The plaintiff seeks to recover in this suit the damages which he has sustained by not being allowed to fulfill a contract made with the defendants, under which he was to construct for them twenty-six hundred salt vats and covers on their premises upon Saginaw river. The case comes before us for a review upon the facts, and the only question of law involved in the case is, whether the evidence given by the plaintiff to show damage was properly admitted.
By the contract the defendants were to furnish and deliver on their dock the materials for said vats and covers, as fast as the same should be required by Said Burrell, who was to construct at least four hundred vats and covers each month, from the time of commencing the work. The lumber was to be delivered in assorted piles; and the complaint made by the plaintiff is, that in consequence of the lumber not being assorted as it should have been, the labor of loading the same for cartage from the dock to the place were it would be used was greatly increased, and that delays occurred in the delivery of the lumber which essentially hindered performance by the plaintiff, until he finally, at the request of defendants, abandoned the contract altogether. The declaration contains but one special count, which sets out the contract, and avers in general terms that the parties entered upon performance; that the plaintiff was always ready and willing to complete and fulfill it on his part, but that the defendants hindered, delayed and prevented his so doing, by neglecting to furnish materials, so that he only partly executed the same, whereby he is greatly injured and damnified, &c.
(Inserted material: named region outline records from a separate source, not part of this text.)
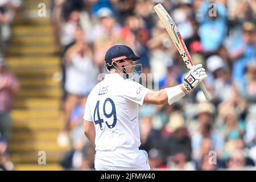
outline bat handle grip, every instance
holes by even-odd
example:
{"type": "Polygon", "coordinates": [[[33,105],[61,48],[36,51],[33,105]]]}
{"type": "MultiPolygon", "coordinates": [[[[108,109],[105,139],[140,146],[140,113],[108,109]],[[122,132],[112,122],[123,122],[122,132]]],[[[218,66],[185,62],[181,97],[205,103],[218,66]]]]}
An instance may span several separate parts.
{"type": "Polygon", "coordinates": [[[200,86],[201,89],[204,93],[205,98],[207,99],[207,100],[209,101],[210,99],[210,96],[209,94],[208,91],[206,89],[205,86],[204,86],[204,83],[201,82],[199,84],[199,85],[200,86]]]}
On the trial the defendants objected to all evidence tending to show special damage, because no special damage was sufficiently alleged; and all the evidence was taken subject to the objection.
*39Under this general allegation of damage, the plaintiff would be entitled to recover those damages only which the law presumes to have accrued from the wrong complained of. 1 Chit. Pl. 895; Deforest v. Leete, 16 Johns. 122. The wrong, complained of is the failure by the defendants to deliver material, by reason of which the plaintiff was hindered and delayed in the performance, and finally compelled to abandon the contract. The Circuit Judge allowed the plaintiff to recover the profits he would have made, had he been suffered to complete the work; and the witnesses, in making their estimates, were permitted to take into the account the peculiarly favorable season for work of the description to be done. The plaintiff was thus allowed to recover the difference between the contract price and the sum which it would have cost him to complete the contract at the time agreed, after deducting the payments received.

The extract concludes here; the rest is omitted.